Weekly fruit and vegetable consumption was measured using a modification of the Center for Disease Control and Prevention's Five A Day Survey [36], which has been previously validated in the target population [37]. The instrument consisted of seven items that measure servings of fruits and five items that measure servings of vegetables usually consumed during one week; servings are rated on a scale from zero to eight servings. The survey lists 15 fruits and 18 vegetables and includes “other fruit” and “other vegetable” as item choices. A serving of fruit was defined as one piece of fruit, one half cup of fruit, or six ounces of juice. A serving of vegetables was defined as one cup of raw vegetables or one-half cup of cooked vegetables. Study participants were asked to recall and report on typical weekly fruit and vegetable consumption. Test-retest reliability (intra class correlation coefficients [ICC]) over two weeks for fruit consumption items (ICC = .52, p< .001) and vegetable consumption items (ICC = .60, p< .001) were determined to be sufficient [37].

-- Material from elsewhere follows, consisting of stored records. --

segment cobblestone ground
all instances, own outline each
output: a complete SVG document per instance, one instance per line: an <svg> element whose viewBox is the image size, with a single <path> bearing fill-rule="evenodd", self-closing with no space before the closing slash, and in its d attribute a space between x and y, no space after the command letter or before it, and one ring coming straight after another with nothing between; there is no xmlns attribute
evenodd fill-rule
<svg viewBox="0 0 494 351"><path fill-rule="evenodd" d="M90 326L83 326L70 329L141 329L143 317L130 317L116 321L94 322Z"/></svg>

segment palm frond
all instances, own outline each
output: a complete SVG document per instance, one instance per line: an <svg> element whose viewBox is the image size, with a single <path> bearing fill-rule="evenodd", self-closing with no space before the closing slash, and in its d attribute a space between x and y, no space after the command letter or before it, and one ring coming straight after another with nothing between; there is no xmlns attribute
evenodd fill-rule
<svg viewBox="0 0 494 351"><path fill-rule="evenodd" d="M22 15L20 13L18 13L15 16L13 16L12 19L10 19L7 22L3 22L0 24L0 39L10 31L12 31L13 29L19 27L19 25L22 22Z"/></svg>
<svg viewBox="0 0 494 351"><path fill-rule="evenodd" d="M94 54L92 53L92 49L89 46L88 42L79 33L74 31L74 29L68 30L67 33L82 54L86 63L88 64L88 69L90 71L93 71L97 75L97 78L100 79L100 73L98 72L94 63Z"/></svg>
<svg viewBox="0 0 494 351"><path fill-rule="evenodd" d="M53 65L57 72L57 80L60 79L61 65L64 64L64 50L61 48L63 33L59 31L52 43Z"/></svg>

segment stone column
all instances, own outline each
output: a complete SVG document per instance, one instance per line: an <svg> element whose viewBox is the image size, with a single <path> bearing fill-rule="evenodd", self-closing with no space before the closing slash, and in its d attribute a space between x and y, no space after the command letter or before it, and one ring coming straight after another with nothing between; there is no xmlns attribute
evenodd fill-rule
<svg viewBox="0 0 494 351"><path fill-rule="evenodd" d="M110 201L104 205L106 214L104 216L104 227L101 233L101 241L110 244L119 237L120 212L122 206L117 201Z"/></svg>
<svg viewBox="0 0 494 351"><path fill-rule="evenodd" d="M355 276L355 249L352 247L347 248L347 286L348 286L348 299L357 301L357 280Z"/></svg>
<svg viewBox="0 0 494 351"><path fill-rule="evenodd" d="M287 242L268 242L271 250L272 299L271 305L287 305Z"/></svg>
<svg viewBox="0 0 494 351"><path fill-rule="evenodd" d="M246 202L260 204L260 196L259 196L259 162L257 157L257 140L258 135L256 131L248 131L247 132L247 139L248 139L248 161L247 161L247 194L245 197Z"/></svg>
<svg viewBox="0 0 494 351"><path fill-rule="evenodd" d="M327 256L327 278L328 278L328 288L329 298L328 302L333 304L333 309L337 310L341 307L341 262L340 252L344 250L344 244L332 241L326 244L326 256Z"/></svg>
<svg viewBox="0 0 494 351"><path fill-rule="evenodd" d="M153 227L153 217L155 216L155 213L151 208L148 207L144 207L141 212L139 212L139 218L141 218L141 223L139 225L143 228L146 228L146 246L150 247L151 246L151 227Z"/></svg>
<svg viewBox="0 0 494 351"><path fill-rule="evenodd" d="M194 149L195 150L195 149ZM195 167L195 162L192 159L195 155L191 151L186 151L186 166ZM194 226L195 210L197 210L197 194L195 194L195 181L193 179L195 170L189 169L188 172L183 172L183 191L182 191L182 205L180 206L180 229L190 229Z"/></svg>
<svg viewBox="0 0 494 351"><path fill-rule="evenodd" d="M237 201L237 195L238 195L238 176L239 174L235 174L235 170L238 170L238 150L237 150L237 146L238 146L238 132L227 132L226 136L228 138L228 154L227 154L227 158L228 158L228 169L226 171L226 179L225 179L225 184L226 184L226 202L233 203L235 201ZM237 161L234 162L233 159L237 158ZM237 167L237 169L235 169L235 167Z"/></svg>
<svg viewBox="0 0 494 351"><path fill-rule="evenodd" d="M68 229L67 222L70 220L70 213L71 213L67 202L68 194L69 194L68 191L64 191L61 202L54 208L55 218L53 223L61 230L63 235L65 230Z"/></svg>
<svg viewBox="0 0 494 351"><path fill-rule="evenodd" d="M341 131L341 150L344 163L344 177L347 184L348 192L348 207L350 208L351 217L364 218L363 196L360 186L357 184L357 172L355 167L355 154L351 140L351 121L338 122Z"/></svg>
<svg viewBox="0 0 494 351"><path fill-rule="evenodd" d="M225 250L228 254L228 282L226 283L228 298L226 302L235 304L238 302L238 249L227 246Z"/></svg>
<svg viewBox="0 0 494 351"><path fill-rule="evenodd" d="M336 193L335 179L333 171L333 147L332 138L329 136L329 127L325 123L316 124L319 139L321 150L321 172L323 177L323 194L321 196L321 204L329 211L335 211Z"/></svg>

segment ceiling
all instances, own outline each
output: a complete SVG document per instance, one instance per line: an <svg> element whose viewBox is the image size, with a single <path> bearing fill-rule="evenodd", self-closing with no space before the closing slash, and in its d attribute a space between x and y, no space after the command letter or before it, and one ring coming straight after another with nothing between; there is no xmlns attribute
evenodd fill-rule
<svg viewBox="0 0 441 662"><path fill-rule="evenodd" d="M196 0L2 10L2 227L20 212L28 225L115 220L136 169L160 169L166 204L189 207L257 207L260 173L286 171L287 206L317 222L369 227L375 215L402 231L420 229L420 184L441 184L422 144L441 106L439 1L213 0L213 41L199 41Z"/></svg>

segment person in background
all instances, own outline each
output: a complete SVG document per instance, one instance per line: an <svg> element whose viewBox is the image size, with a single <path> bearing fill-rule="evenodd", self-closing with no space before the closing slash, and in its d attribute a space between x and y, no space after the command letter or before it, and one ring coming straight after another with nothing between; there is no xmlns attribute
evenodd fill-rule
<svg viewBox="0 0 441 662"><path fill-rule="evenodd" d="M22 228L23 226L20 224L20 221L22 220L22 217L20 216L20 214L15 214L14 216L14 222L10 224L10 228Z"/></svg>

Weekly physical activity was measured using the International Physical Activity Questionnaire, with acceptable reliability and validity across various populations [38-40]. Since we wanted to get a complete picture regarding the physical activity of participants, they were asked to report on the physical activity they engaged in, both while at work and during leisure time. Participants' daily average number of minutes for three levels of exercise (walking, moderate physical activity, vigorous physical activity) was reported for the last seven days. Based on developer recommendations for the questionnaire, the maximum number of minutes per day was truncated at 180 minutes to eliminate extreme responses. Walking is self-explanatory. Moderate physical activities were defined as activities that cause the participant to experience increased breathing, and may involve such activities as regularly-paced bicycling, doubles tennis, or carrying light loads. Vigorous physical activities were defined as activities that required hard physical effort, and would cause harder than normal breathing such as heavy lifting, digging, aerobics, or fast bicycling. When determining weekly physical activity, participants considered only activities performed for at least 10 minutes.

Statistical Methods

A generalized estimating equations approach was used to assess the relationship between partner and parental status, sex of the participant, weekly fruit and vegetable consumption, and physical activity. Analyses were full factorial, allowing for all main effects and possible interactions: (Partnered × Children × Sex, Partnered × Children, Partnered × Sex, and Children × Sex). Age and education level of the participant were included in all models as covariates. Socio-economic Status (SES), was considered as a possible covariate, but was determined to be too highly correlated with education level to allow assessing the effect of either if both were entered into a single equation. Fruit and vegetable consumption and physical activity were log transformed because data were substantially right skewed. To accommodate the few participants who reported consuming no fruits or vegetables, a “1” (one) was added to the all participants' reports. Following the analysis, data were exponentiated, and one was subtracted, so results are reported as geometric means and geometric 95% confidence intervals (CIs). Sequential Bonferroni adjustments were used for all pair wise comparisons.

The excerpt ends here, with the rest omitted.